Get ready to savor every bite of this divine Raspberry Poke Cake. Perfect for special occasions or as a sweet ending to any meal, this dessert is sure to become a favorite in your recipe collection. Enjoy the burst of raspberry flavor, the moistness of the cake, and the heavenly combination of textures. Treat yourself to this delightful creation and share the joy with your loved ones!

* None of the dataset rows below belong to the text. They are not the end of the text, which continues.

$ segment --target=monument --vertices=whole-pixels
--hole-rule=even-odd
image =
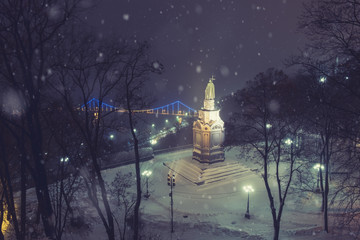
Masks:
[[[205,89],[204,107],[199,110],[198,119],[193,124],[193,159],[200,163],[215,163],[225,160],[224,122],[220,110],[215,109],[214,77],[209,79]]]

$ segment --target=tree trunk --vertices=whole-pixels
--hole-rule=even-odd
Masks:
[[[136,203],[134,206],[134,240],[139,239],[139,209],[141,203],[141,174],[140,174],[140,156],[139,156],[139,143],[137,138],[135,144],[135,171],[136,171]]]
[[[114,219],[113,219],[113,215],[111,212],[109,201],[107,199],[106,187],[105,187],[104,179],[102,178],[102,175],[101,175],[100,166],[97,164],[97,161],[95,161],[95,160],[94,160],[94,168],[96,171],[96,176],[99,181],[101,197],[102,197],[102,200],[104,203],[106,216],[108,219],[108,227],[106,228],[106,233],[108,235],[109,240],[115,240]]]
[[[328,195],[329,195],[329,172],[328,164],[325,166],[325,191],[324,191],[324,231],[329,232],[329,219],[328,219]]]
[[[25,239],[25,233],[26,233],[26,166],[25,166],[25,156],[21,156],[21,162],[20,162],[20,179],[21,179],[21,195],[20,195],[20,202],[21,202],[21,219],[20,219],[20,232],[21,232],[21,240]]]

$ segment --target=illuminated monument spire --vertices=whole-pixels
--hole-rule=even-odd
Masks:
[[[199,110],[199,118],[193,124],[193,159],[201,163],[225,160],[224,122],[220,110],[215,109],[214,77],[209,79],[205,89],[204,107]]]

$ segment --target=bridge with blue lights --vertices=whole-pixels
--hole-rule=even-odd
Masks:
[[[96,98],[92,98],[86,104],[83,104],[80,109],[82,111],[106,111],[106,112],[128,112],[127,109],[115,107],[110,104],[100,102]],[[134,113],[147,113],[156,115],[176,115],[176,116],[197,116],[197,111],[181,101],[175,101],[167,105],[151,108],[151,109],[136,109],[132,110]]]

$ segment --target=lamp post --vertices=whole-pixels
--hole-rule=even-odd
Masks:
[[[319,193],[319,192],[320,192],[320,187],[319,187],[319,182],[320,182],[320,170],[323,170],[323,169],[324,169],[324,165],[322,165],[322,164],[320,164],[320,163],[317,163],[317,164],[314,165],[313,168],[314,168],[315,170],[317,170],[317,172],[318,172],[315,192]]]
[[[247,219],[250,219],[250,212],[249,212],[250,192],[254,192],[254,189],[250,185],[244,186],[243,189],[248,194],[248,202],[247,202],[245,217]]]
[[[146,199],[150,197],[150,193],[149,193],[149,177],[150,177],[151,174],[152,174],[152,171],[150,171],[150,170],[145,170],[141,174],[142,176],[146,176],[146,194],[144,195],[144,197]]]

A slice of Raspberry Poke Cake on a plate.

Raspberry Poke Cake

Makinzie Shandrew
Indulge in the irresistible bliss of a Raspberry Poke Cake, where a moist white cake is infused with a vibrant raspberry puree and topped with fluffy whipped cream for a decadent and easy-to-make dessert.
Prep Time 10 minutes
Total Time 3 hours 45 minutes
Course Dessert
Servings 15

Ingredients
  

  • 1 box white cake mix
  • water, vegetable oil and eggs called for on the cake mix box
  • 1 box 4 serving size Jell-o raspberry- flavored gelatin
  • 1 cup boiling water
  • ½ cup cold water
  • 1 8 oz cool whip – frozen whipped topping
  • fresh raspberries optional

Instructions
 

  • Preheat your oven according to the cake mix instructions. Grease a 9 x13 cake pan or glass baking dish, then set aside. In a stand mixer add cake mix along with the eggs, oil and water as directed on the box. Mix for 3 minutes until batter is nice and fluffy. Pour batter into the prepared dish and bake as directed on the box. Be sure to check the cake and once a toothpick inserted into the center of the cake comes out clean, it is done. Remove from the oven and allow the cake to cool completely in the pan, about 1 hour.
  • Using the handle of a wooden spoon or a straw, poke holes all over the cooled cake. Ensure the holes are evenly distributed.
  • Prepare the raspberry-flavored gelatin by dissolving it in 1 cup of hot water. Then, add 1/2 cup of cold water to the mixture. Slowly pour the raspberry gelatin over the cake, making sure it fills the holes. Allow the cake to chill in the refrigerator for at least 2 hours to set.
  • Spread the frozen whipped topping over the chilled cake, creating a fluffy cloud-like topping. You can add fresh raspberries if you would like to for a garnish. Cut and serve!